If a number is congruent to 0 modulo 3, that means it is divisible by 3. But, $\displaystyle q$ is a prime greater than 3, so it is not divisible by 3. Since it is prime, it is only divisible by 1 and itself.
• Jun 6th 2014, 05:15 PM
alyosha2
Re: Congruence problem?
I think I see this now. Is it that as $\displaystyle p < q$ and $\displaystyle 3$ is the smallest odd prime, $\displaystyle q$ will always have to be larger than $\displaystyle 3$ to satisfy$\displaystyle p < q$? And seeing as $\displaystyle 3$ is the only prime modulo 0 to 3 it only leaves the other two least positive residuals 1 and 2 as possibilities.
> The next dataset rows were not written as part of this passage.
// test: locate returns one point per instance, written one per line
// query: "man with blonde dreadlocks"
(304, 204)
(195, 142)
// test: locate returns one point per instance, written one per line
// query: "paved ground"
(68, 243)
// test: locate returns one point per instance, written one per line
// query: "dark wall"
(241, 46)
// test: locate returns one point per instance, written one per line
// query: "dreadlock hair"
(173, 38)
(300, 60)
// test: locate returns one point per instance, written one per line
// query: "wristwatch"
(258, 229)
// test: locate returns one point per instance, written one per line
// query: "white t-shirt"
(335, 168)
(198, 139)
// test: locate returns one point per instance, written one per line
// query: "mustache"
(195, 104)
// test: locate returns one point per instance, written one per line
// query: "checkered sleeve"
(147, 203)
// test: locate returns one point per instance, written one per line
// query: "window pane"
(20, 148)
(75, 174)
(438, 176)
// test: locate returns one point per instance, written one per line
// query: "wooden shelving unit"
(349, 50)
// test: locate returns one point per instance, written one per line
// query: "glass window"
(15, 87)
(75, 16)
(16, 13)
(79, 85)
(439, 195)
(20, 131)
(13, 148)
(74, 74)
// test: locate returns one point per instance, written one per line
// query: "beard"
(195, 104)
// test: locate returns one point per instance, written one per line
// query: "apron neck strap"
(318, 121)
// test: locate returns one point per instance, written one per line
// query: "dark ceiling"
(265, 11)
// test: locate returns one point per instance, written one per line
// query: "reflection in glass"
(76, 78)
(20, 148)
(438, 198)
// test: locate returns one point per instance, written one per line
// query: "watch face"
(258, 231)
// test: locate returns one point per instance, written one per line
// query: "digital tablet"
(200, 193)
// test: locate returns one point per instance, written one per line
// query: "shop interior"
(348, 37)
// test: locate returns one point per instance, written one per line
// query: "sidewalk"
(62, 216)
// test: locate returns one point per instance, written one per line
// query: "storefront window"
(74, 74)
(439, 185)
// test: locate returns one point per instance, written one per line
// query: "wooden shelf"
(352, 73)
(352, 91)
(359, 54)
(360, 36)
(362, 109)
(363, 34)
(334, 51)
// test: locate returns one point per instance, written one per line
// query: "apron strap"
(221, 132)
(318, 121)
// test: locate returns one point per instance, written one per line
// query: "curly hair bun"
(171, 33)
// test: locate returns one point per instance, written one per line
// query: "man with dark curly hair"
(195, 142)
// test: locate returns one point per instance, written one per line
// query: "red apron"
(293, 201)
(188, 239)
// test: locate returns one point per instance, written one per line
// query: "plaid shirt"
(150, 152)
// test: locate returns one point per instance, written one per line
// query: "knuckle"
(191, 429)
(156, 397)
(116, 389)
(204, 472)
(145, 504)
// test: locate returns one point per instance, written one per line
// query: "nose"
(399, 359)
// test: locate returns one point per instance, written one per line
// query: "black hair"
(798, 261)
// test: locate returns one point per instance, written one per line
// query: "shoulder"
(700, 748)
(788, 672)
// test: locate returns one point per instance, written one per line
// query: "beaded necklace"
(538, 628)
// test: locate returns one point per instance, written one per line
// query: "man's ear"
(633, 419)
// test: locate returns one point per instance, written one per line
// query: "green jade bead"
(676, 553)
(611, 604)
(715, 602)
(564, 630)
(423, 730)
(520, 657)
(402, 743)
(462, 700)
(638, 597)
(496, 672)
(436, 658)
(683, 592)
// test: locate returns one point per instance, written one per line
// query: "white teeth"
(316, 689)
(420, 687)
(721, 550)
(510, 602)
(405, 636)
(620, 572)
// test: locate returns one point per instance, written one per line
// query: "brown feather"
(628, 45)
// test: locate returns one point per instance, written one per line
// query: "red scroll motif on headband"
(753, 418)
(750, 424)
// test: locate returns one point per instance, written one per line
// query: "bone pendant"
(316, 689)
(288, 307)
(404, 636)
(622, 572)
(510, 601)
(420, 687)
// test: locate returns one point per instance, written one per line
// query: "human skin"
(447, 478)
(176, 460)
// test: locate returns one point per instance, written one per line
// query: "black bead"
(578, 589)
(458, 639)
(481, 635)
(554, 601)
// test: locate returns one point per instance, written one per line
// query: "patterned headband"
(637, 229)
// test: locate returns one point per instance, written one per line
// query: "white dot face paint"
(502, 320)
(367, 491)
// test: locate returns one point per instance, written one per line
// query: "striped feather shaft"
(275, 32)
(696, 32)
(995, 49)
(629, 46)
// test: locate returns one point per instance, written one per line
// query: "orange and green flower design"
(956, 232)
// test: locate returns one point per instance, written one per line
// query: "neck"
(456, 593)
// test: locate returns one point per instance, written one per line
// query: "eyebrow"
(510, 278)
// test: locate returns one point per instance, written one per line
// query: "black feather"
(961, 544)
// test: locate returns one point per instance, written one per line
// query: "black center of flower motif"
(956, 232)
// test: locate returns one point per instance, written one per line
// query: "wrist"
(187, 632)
$\displaystyle \sigma(n)$ is the sum of divisors of $\displaystyle n$.
• Jun 7th 2014, 01:51 AM
johng
Re: Congruence problem?
Hi,
Here's your problem as I understand it:
Let n=pq be the product of odd primes p and q with p<q. Assume 3 divides the sum $s=n+\sigma(n)=pq+(p+1)(q+1)$. Then p is 3 and q is congruent to 5 mod 6.
Hints on the proof:
First suppose 3 does not divide n; i.e. neither p nor q is 3. Then both p and q are non-zero mod 3. Consider the possibilities for p mod 3 and q mod 3.
1. Both are 1 mod 3. Then s is $1+2\cdot2=2$ mod 3, a contradiction.
2. Similarly for both 2 mod 3.
3. Similarly for one is 1 mod 3 and the other is 2 mod 3.
So 3 divides n and thus p=3.
Once p=3, you should be able to quickly get that q is congruent to 5 mod 6 by first showing that q is 2 mod 3 and then use the fact that q is odd.